In de uitzending van Tegenlicht van afgelopen zondagavond werden kijkers uitgenodigd te reageren op de ideeën van Ulrike Guérot. Eddy Weeda reageert hierop in deze blog.
In de uitzending van Tegenlicht van afgelopen zondagavond werden kijkers uitgenodigd te reageren op de ideeën van Ulrike Guérot. Eddy Weeda reageert hierop in deze blog.

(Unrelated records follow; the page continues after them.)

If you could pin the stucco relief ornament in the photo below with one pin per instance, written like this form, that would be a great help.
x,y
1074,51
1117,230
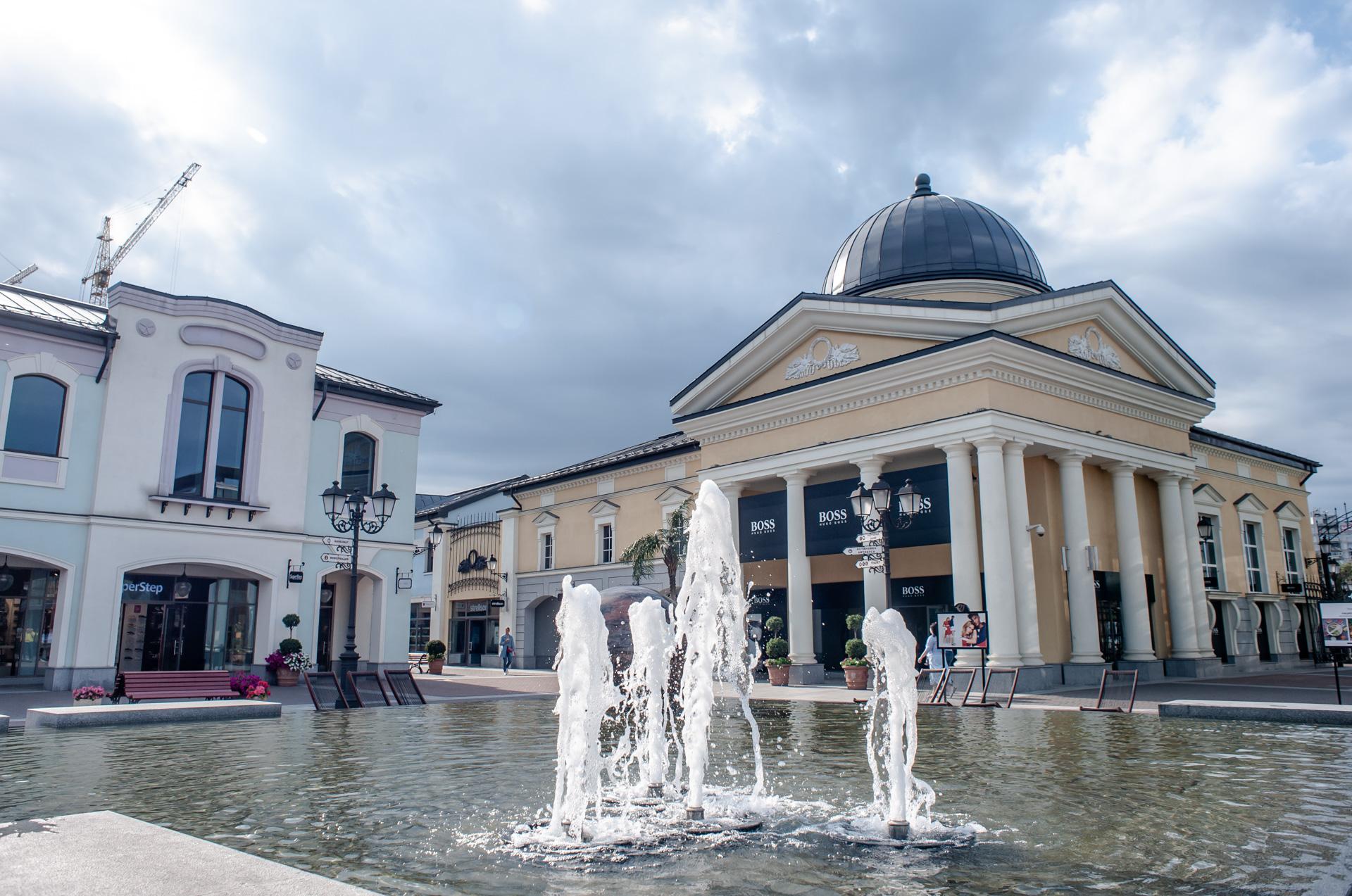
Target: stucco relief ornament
x,y
1101,353
836,355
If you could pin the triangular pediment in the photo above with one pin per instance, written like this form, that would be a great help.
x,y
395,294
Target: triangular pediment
x,y
817,338
1208,496
1289,511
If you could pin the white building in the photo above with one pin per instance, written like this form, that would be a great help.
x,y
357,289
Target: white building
x,y
160,481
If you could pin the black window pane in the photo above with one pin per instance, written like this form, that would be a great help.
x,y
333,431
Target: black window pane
x,y
192,449
236,395
35,408
196,387
230,455
358,462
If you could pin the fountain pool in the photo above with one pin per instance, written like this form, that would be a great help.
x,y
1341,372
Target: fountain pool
x,y
415,800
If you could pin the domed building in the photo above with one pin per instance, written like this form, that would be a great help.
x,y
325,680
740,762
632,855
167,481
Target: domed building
x,y
1044,446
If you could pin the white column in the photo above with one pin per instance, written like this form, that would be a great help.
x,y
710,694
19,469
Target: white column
x,y
1079,579
1136,608
1001,610
1021,555
1178,574
962,512
875,584
1194,561
799,574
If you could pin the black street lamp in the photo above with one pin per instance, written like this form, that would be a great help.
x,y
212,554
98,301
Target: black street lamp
x,y
349,511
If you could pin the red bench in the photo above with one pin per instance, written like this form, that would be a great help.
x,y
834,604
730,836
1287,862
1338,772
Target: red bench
x,y
172,686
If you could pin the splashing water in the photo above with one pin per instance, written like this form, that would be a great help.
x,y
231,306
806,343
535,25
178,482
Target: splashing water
x,y
898,794
711,627
586,695
645,688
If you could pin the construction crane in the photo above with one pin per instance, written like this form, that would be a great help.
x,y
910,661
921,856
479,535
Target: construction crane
x,y
108,260
18,276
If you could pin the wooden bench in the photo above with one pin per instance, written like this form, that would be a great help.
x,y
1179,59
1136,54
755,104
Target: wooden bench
x,y
172,686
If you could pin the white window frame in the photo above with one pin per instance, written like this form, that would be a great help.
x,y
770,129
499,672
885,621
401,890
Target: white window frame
x,y
1291,562
1209,503
1217,565
603,514
46,365
1260,571
545,529
218,367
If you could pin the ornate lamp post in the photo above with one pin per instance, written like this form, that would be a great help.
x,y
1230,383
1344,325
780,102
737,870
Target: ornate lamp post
x,y
349,511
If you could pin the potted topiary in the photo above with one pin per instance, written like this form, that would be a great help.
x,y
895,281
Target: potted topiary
x,y
88,696
855,665
777,662
436,656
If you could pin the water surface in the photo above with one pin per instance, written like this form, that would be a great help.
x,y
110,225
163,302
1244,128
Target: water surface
x,y
414,800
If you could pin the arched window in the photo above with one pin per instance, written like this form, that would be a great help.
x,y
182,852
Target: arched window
x,y
37,405
358,462
211,403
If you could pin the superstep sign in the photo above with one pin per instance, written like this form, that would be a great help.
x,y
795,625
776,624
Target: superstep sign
x,y
830,524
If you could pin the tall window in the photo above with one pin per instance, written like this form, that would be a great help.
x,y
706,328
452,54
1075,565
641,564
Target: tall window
x,y
211,398
420,627
1253,557
358,462
1291,555
37,405
1210,557
608,543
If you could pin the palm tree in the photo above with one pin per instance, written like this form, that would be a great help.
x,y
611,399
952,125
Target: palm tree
x,y
667,543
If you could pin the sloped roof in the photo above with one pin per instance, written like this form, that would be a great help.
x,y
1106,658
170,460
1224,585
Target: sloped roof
x,y
670,443
344,381
53,310
445,503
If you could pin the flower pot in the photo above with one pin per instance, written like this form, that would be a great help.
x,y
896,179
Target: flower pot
x,y
856,677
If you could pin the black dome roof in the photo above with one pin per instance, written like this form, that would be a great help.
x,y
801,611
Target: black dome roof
x,y
932,236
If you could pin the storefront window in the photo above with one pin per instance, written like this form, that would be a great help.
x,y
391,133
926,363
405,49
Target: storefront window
x,y
27,608
210,629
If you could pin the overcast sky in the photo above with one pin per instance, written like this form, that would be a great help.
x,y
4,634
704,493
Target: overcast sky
x,y
551,217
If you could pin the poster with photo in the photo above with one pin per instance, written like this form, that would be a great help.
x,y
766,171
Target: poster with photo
x,y
963,630
1336,624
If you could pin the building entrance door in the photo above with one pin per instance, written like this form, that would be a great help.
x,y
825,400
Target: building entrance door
x,y
325,642
1218,633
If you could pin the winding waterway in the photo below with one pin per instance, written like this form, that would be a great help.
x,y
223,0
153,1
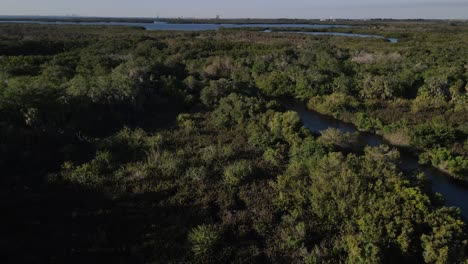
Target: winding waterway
x,y
454,193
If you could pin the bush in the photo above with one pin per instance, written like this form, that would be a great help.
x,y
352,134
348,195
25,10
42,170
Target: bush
x,y
204,239
237,172
429,136
367,123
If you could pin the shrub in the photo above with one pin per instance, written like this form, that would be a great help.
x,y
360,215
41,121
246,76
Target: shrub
x,y
235,173
204,239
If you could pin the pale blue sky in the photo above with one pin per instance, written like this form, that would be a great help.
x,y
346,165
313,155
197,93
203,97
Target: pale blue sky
x,y
242,8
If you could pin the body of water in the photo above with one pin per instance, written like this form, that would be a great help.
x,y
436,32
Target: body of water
x,y
202,27
455,194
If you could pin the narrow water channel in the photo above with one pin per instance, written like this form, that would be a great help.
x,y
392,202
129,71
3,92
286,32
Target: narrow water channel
x,y
455,194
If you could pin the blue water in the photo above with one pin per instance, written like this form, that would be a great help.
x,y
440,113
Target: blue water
x,y
179,27
201,27
454,193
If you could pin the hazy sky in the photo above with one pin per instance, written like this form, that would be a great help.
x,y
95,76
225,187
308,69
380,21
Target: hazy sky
x,y
241,8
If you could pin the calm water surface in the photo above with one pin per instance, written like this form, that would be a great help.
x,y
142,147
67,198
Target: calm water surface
x,y
201,27
454,193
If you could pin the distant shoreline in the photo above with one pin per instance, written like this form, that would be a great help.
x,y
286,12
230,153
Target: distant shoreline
x,y
218,21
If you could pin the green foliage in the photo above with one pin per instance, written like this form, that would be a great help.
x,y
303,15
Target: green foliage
x,y
235,173
160,131
204,239
367,123
429,136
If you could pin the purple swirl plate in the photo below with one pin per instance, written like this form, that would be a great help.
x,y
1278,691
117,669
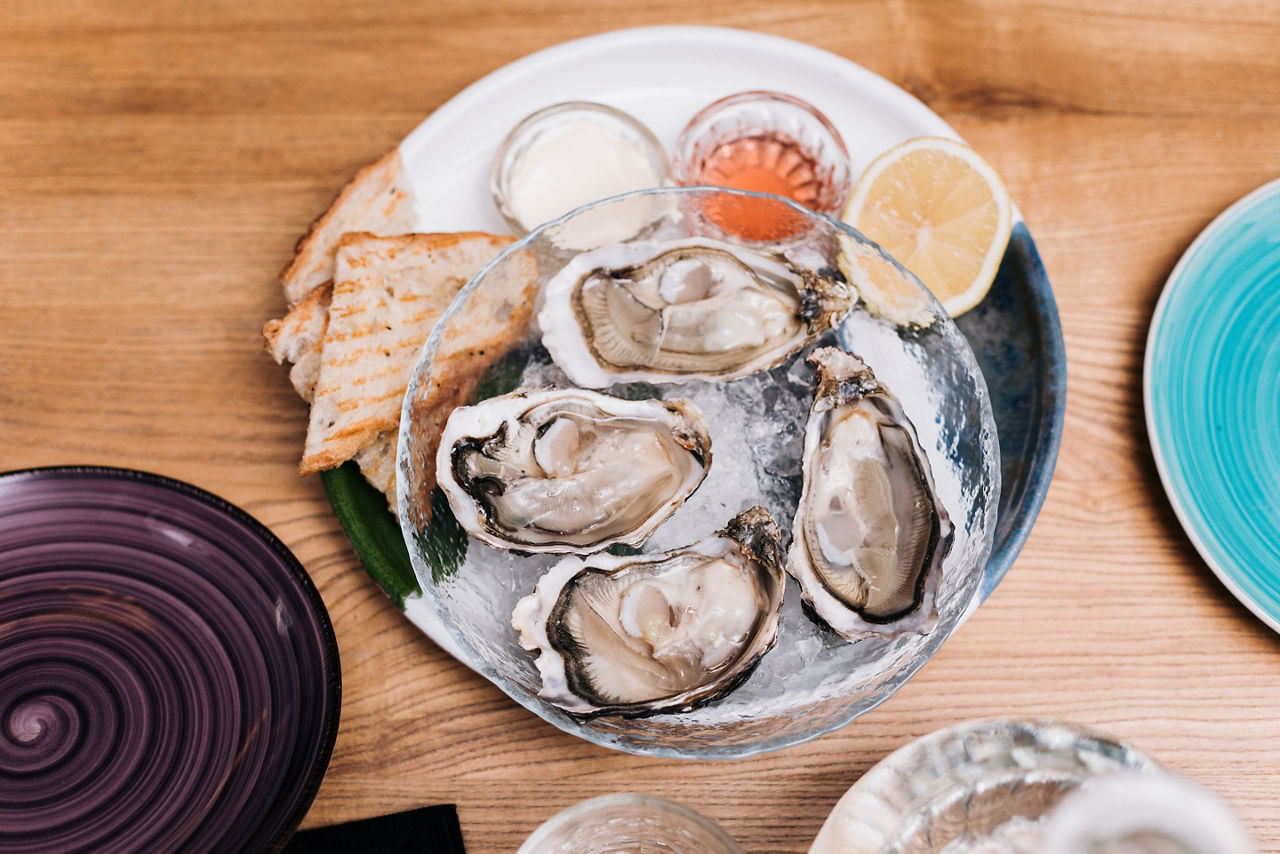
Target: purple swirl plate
x,y
168,674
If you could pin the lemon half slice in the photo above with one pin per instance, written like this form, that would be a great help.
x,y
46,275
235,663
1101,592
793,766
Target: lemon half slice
x,y
942,211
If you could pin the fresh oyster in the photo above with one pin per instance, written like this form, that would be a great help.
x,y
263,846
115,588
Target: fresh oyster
x,y
869,534
657,633
672,311
570,470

Mij sprak vooral het idee aan dat een Europese democratie zich in geografisch opzicht zou moeten baseren op ongeveer even grote groepen mensen. Luxemburg komt in formaat en bevolking overeen met een Belgische of Nederlandse provincie. België en Nederland komen overeen met een Duitse deelstaat. Te gek dat Luxemburg, België, Nederland en Duitsland alle vier evenveel gewicht in de schaal leggen. Op wereldschaal is het nog veel gekker, omdat slechts de helft van de bewoonde continenten (Noord-Amerika, Azië en Europa, dus alleen het noordelijk halfrond) macht heeft over beslissingen op wereldschaal. De gewichten moeten worden herverdeeld, de machtscentra over de wereld verdeeld. Ik denk dat een multipolair machtsevenwicht minder gemakkelijk uit het lood wordt gebracht dan het in essentie bipolaire evenwicht dat een halve eeuw vigeerde. Enige jaren verzon ik de term Morus model, enerzijds genoemd naar de beroemde utopist Thomas More en anderzijds naar de moerbei (Morus nigra), waarvan de bolronde vruchten zijn opgebouwd uit elementen van dezelfde vorm. Zo’n repetitieve structuur zou ik bepleiten voor de machtsverdeling in de wereld en ook binnen Europa (al heeft dat geen bolvorm). De euro zou niet door Noord-Europa moeten worden getrokken maar evenzeer aan Noord- als aan Zuid-Europese belangen moeten beantwoorden. Het idee dat wat goed is voor de rijk(er)en ook ten goede komt aan de arm(er)en moet naar het rijk der fabelen worden verwezen. Elites zijn nuttig zolang ze niet op rijkdom berusten. Evenwichtige machtsspreiding, daar komt het op aan.